BOB FORD, a leading light on Scarborough’s pub-gigs circuit for 40 years, has died, aged 75.
Mr Ford, known to many as Bobby, had an aneurysm in his stomach and died of kidney failure in Scarborough Hospital.
He weighed seven and a half stones, having lost four stones over the course of a long illness.
“He was an amazing man, full of fun and a man of many talents,” said his wife Jill.
She described her husband as a daredevil who loved parachuting at Grindale and flying in hang-gliders, microlights, paragliders, etc. He once crashed into the south bay in a microlight.
Mr Ford, of Gildercliff, was very popular and had a lot of friends, many of whom attended his funeral at Woodlands crematorium.
Family members carried Mr Ford into the chapel to the strains of Brothers in Arms, by one of his favourite bands, Dire Straits. The service also featured two Shadows tracks: Apache and Man of Mystery - “because that’s what he was”, said Mrs Ford. There were no hymns as Mr Ford wasn’t religious.
Tom Ward, who played guitar with Mr Ford, struggled to hold back the tears as he delivered a eulogy which received a standing ovation, said Mrs Ford.
At Mrs Ford’s request, Pattisons florists in Falsgrave created a floral arrangement in the shape of a guitar, with a broken string.
At the funeral, £172 was collected for ward 33 at York Hospital, where Mr Ford had been treated.
Mr Ford was born in South Shields and brought to Scarborough by his parents when he was a few weeks old.

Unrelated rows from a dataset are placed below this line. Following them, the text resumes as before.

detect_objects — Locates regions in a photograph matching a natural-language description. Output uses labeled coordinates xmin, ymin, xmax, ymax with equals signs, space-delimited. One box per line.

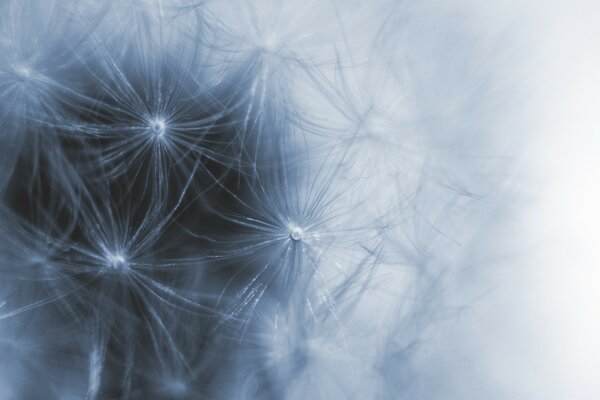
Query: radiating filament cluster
xmin=0 ymin=0 xmax=508 ymax=400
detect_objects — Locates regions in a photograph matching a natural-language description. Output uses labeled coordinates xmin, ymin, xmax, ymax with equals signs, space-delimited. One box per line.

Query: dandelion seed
xmin=106 ymin=253 xmax=129 ymax=272
xmin=150 ymin=118 xmax=167 ymax=138
xmin=290 ymin=225 xmax=304 ymax=242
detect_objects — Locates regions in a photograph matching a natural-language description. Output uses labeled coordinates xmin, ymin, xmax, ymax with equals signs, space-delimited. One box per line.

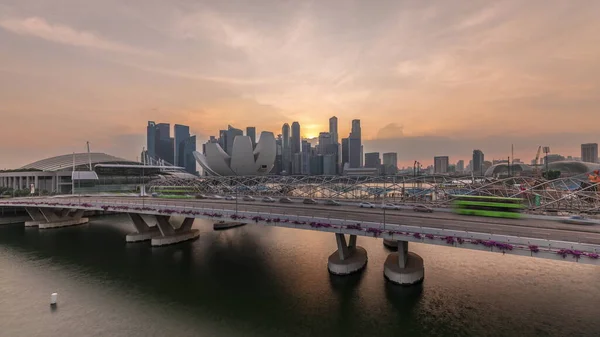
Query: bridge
xmin=0 ymin=196 xmax=600 ymax=285
xmin=147 ymin=174 xmax=600 ymax=214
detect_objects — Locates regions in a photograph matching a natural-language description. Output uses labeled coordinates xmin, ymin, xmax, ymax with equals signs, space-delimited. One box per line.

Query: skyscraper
xmin=155 ymin=123 xmax=175 ymax=164
xmin=348 ymin=119 xmax=362 ymax=168
xmin=383 ymin=152 xmax=398 ymax=175
xmin=281 ymin=123 xmax=292 ymax=174
xmin=329 ymin=116 xmax=338 ymax=144
xmin=302 ymin=140 xmax=311 ymax=175
xmin=290 ymin=122 xmax=301 ymax=153
xmin=146 ymin=121 xmax=156 ymax=158
xmin=456 ymin=159 xmax=465 ymax=172
xmin=342 ymin=138 xmax=350 ymax=167
xmin=246 ymin=126 xmax=256 ymax=148
xmin=179 ymin=136 xmax=196 ymax=174
xmin=581 ymin=143 xmax=598 ymax=163
xmin=318 ymin=132 xmax=334 ymax=154
xmin=271 ymin=135 xmax=284 ymax=174
xmin=365 ymin=152 xmax=381 ymax=170
xmin=173 ymin=124 xmax=190 ymax=167
xmin=471 ymin=150 xmax=485 ymax=175
xmin=433 ymin=156 xmax=450 ymax=173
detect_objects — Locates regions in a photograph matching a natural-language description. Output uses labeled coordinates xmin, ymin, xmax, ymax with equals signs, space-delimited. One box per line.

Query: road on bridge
xmin=25 ymin=197 xmax=600 ymax=244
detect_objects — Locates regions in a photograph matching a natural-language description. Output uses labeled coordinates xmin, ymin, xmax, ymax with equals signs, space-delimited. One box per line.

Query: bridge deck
xmin=5 ymin=197 xmax=600 ymax=245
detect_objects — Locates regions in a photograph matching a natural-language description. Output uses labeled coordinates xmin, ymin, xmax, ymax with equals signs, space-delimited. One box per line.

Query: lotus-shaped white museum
xmin=194 ymin=131 xmax=276 ymax=176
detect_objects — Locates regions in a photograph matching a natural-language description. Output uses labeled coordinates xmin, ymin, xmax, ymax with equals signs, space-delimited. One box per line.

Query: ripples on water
xmin=0 ymin=216 xmax=600 ymax=337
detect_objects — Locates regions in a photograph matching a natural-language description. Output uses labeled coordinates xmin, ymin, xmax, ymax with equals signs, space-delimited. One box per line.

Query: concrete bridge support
xmin=383 ymin=241 xmax=425 ymax=286
xmin=327 ymin=233 xmax=367 ymax=275
xmin=125 ymin=213 xmax=161 ymax=242
xmin=383 ymin=239 xmax=398 ymax=250
xmin=25 ymin=207 xmax=89 ymax=229
xmin=150 ymin=215 xmax=200 ymax=246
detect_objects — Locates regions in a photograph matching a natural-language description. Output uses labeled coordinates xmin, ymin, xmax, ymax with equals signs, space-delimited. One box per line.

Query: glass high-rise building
xmin=281 ymin=123 xmax=292 ymax=174
xmin=433 ymin=156 xmax=450 ymax=173
xmin=290 ymin=122 xmax=302 ymax=154
xmin=173 ymin=124 xmax=190 ymax=167
xmin=246 ymin=126 xmax=256 ymax=148
xmin=471 ymin=150 xmax=485 ymax=175
xmin=329 ymin=116 xmax=339 ymax=144
xmin=581 ymin=143 xmax=598 ymax=163
xmin=383 ymin=152 xmax=398 ymax=175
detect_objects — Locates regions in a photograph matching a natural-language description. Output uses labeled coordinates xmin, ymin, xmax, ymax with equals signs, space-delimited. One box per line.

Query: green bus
xmin=454 ymin=195 xmax=523 ymax=219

After a spell in the army, he was a coalman for many years then became a bus driver for United and later Scarborough & District. He retired when he was 65.
He had four children by his first wife, Linda: Alex, Lance (who died about 10 years ago), Tracey and Teresa. Alex had twins, Tracey had a daughter and Teresa had three sons, the eldest of whom made Mr Ford a great grandfather.

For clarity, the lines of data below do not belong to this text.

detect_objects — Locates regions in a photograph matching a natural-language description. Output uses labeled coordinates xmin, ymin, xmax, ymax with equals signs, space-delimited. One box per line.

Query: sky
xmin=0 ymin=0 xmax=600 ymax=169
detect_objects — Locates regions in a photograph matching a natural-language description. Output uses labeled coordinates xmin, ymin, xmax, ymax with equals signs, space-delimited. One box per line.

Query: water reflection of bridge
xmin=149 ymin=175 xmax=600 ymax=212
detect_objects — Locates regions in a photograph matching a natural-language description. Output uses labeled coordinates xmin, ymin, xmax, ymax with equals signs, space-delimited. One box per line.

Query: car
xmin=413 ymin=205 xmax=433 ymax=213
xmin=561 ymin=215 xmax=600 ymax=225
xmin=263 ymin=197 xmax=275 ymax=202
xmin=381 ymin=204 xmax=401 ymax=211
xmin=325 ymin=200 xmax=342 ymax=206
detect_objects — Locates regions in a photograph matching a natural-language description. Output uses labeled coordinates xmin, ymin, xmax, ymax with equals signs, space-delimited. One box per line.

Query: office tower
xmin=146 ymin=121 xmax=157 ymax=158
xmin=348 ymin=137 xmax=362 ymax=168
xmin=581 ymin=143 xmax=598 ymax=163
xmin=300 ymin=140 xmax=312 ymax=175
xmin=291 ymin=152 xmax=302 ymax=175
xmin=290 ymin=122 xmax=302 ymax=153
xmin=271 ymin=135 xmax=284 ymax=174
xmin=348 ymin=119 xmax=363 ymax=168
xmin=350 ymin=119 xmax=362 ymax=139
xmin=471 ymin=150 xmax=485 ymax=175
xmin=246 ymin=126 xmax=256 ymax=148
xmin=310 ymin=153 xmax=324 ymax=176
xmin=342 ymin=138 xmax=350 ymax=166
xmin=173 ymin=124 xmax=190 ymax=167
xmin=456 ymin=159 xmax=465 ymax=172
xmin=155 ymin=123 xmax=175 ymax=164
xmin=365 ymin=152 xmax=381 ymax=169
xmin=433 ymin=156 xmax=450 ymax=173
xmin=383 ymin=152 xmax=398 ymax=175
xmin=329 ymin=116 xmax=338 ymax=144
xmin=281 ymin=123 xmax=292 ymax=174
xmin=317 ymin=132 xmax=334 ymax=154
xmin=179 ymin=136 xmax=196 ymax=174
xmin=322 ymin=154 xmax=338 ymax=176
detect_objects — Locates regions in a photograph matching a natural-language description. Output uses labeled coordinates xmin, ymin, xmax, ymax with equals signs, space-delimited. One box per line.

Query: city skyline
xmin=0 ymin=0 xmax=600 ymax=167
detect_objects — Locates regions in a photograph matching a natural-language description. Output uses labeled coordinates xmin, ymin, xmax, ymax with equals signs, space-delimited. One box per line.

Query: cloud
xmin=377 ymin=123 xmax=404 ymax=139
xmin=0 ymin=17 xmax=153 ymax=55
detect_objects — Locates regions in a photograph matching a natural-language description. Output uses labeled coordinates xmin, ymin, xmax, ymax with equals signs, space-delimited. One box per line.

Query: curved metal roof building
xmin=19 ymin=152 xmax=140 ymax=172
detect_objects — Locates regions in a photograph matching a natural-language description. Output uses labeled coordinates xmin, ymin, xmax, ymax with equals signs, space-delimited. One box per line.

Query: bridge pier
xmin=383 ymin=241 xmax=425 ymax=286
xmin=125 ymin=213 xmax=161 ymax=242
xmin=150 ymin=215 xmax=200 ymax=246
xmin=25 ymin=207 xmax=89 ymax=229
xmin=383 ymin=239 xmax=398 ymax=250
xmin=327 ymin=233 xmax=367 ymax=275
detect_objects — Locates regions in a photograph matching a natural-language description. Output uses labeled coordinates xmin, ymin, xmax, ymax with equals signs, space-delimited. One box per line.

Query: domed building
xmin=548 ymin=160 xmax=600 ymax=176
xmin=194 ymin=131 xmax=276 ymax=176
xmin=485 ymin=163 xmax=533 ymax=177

In addition to his six grandchildren, Mr Ford adopted the grandchildren of his third wife Jill, who called him Granddad Bob.
Bob and Jill met through a piece of judicious matchmaking by Bob’s nephew Ronnie Ford, who owns the Oasis café on the seafront. Jill was babysitting her eldest granddaughter, who turned 18 last Thursday. Ronnie arranged for Bob to ring and ask her out. The couple married 14 years ago.
Mr Ford was best man at the wedding of one of his oldest friends, Dougie Tordoff, who he’d known since they were 11. Dougie’s wife June had known Bob almost as long, since he was 16. When Bob was in Hull Hospital, Dougie and June gave lifts to Mrs Ford, who doesn’t drive.
Over 40 years, Mr Ford played lead guitar in various bands including Silas, the Coasters and the Orbison 4 (with Stan Wright), at numerous pubs including the Barrowcliff, the George, the Cricketers and the Candlelight, none of which are still around today. Writing about Silas in the Evening News, reporter Barry Hampshire stated that Mr Ford had “been playing lead guitar with rock bands since the axe was invented”.
Mr Ford hadn’t played for about 10 years and sold his guitar and amplifier a few years ago.
He had three brothers who died before him: Jimmy, Raymond and Dennis.